1743 vertonte Georg Friedrich Händel die klassische Geschichte der thebanischen Königstochter Semele als Oratorium in drei Akten in wenigen Wochen. Das Libretto fusst auf dem dritten Buch der Metamorphosen von Ovid. Eigentlich ist sie dem Königssohn Athamas versprochen, wird aber von Jupiter begehrt, der ihr als Adler erscheint und sie in seinen Lustpalast entführt. Juno seine Gattin, erscheint der Widersacherin in Gestalt deren Schwester Inio und rät als Rache, Jupiter als Gott ihr erscheinen zu lassen. Als dieser ihr diesen Wunsch erfüllt ist dies mit ihrem Untergang im Feuer des Blitzes verbunden. Apollo verheisst künftiges Glück, aus der sterbenden Semele entsteht der unsterbliche Gott Dionysos. Ino und Athamos heiraten.

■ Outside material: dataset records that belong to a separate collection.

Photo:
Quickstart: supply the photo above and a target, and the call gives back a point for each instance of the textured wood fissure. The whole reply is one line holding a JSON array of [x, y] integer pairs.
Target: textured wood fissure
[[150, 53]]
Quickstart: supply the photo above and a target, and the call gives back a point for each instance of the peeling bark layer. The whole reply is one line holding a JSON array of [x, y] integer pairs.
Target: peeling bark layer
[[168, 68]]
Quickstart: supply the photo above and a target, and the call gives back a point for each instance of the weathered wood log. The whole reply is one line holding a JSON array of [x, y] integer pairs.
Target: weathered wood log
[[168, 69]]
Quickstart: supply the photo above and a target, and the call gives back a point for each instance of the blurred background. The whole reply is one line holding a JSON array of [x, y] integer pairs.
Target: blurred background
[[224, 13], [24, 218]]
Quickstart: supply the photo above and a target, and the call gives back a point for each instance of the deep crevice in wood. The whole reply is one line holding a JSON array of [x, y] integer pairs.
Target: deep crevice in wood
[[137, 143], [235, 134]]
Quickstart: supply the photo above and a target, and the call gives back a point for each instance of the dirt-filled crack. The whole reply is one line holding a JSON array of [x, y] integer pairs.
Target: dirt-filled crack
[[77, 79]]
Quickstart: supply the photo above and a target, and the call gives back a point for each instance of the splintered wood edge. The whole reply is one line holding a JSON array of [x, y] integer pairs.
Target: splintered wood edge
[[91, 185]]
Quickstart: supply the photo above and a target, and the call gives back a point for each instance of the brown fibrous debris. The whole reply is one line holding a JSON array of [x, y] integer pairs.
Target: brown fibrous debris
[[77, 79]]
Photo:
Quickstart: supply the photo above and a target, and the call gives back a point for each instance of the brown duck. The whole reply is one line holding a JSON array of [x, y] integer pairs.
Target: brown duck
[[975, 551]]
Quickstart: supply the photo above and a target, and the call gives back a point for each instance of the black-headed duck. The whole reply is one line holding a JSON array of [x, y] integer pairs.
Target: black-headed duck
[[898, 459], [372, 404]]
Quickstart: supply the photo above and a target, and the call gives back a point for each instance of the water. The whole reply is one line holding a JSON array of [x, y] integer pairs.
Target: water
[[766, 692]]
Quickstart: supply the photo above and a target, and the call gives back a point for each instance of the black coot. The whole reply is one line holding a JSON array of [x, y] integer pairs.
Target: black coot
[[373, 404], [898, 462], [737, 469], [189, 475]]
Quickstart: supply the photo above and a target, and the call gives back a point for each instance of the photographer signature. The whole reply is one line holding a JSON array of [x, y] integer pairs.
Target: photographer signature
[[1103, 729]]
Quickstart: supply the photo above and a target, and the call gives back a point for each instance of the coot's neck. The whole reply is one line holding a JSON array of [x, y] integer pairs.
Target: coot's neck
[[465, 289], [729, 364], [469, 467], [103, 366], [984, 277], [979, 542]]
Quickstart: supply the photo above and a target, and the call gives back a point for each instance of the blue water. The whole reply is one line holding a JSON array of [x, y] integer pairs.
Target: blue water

Ein Stoff für einen breiten Gestaltungsrahmen, den Claus Guth gemeinsam mit seinem Regieteam gekonnt und intelligent zu nutzen weiss. Michael Levines Bühnenbild ist ein großer hell ausgeleuchteter Saal mit Luster, in den in schwarz die Traumwelt Jupiters/ Semeles eindringt und teilweise dominiert. Die Verwandlung als Adler ist der rote oder besser schwarze Faden dieser Neuinszenierung in Kooperation mit der Merropolitan Opera New York. Eine schwarze Feder sorgt für Semeles Ablenkung bei den Vorbereitungen zu ihrer Hochzeit mit einer eleganten bunten Gesellschaft in modernen Kostümen von Gesine Völlm. Großflächige Schwarz weiss Videos von Rocafilm auf einem transparenten Vorhang eines Adlers in verschiedenen Positionen untermauern Jupiters ständige Präsenz. Seine Helfer erscheinen wirkungsvoll märchenhaft mit Federflügeln und Adlerkopfmaske.

Ebenso überzeugend und ausgefeilt ist die Charakterisierung der Rollen und die Personenregie. Juno ist eine strenge selbstbewusste Göttin, Jupiter ein lockerer, leichtlebiger Playboy mit Latin Lover image, Somnus ein sympathischer Schlafgott im Pyjama mit Kopfkissen. Guth versteht die Langatmigkeit barocken Opernaufbaus mit Rezitativen, handlungsarmen ausgedehnten Arien und orchestralen Zwischenspielen durchgängig mit Geschehen zu füttern ohne opulent zu werden oder zu verfrachten.

Ebenso schöpft er die darstellerischen Fähigkeiten der Mitwirkenden aus. So darf der Star des Abends, Jakub Jozef Orlinski nicht nur seinen prächtigen Countertenor zum Besten geben, sondern als Breakdancer faszinieren. Wann hat das Publikum ein artistischen Sänger mit Salto aus dem Stand erlebt. Mit dieser Neuinszenierung kann die Bayerische Staatsoper an die mittlerweile glorifizierte Äera der Barockopern unter dem Intendanten Sir Peter Jonas anknüpfen.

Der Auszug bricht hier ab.